Strange Unix file system object (Re: Missing space in root)
Dan Bernstein
bernsten at phoenix.Princeton.EDU
Mon Apr 17 14:01:50 AEST 1989
In article <10016 at orstcs.CS.ORST.EDU> pvo1478 at oce.orst.edu (Paul O'Neill) writes:
[Starts Mail on a 1.6 MB mailbox]
[df suddenly shows 1.6 MB less space in a file system]
[there's no file system entry for a 1.6 MB file]
> ``ofiles'' (thank god for ofiles) shows Mail has an open inode, 1788,
> on the root file system. But "find / -inum 1788 -xdev -print" shows
> nothing.
>
> So, what is this bizarre object? Ofiles and df know about it.

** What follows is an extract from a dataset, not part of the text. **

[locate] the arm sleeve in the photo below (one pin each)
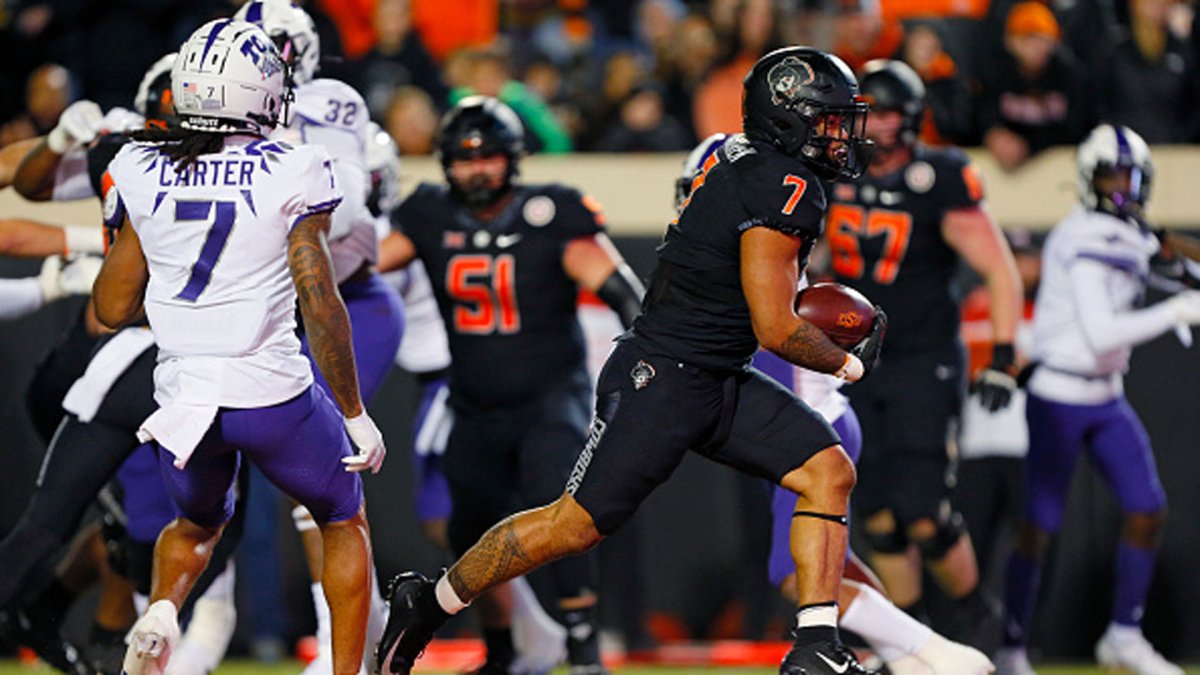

> du, ls, and find don't know about it.
The kernel won't free the filesystem space for a file until (1) it has
zero hard links and (2) it is accessed by zero processes. It wouldn't
be a good idea to delete an opened file just because its last directory
entry disappears: what information do you give to the process reading
the file? So the kernel quite naturally waits until Mail closes the file
before deleting it.
Probably your Mail program removes the old file after it's opened it;
then it makes a new mailbox file. I'd advise using a mail reader with
a more conservative approach to file handling.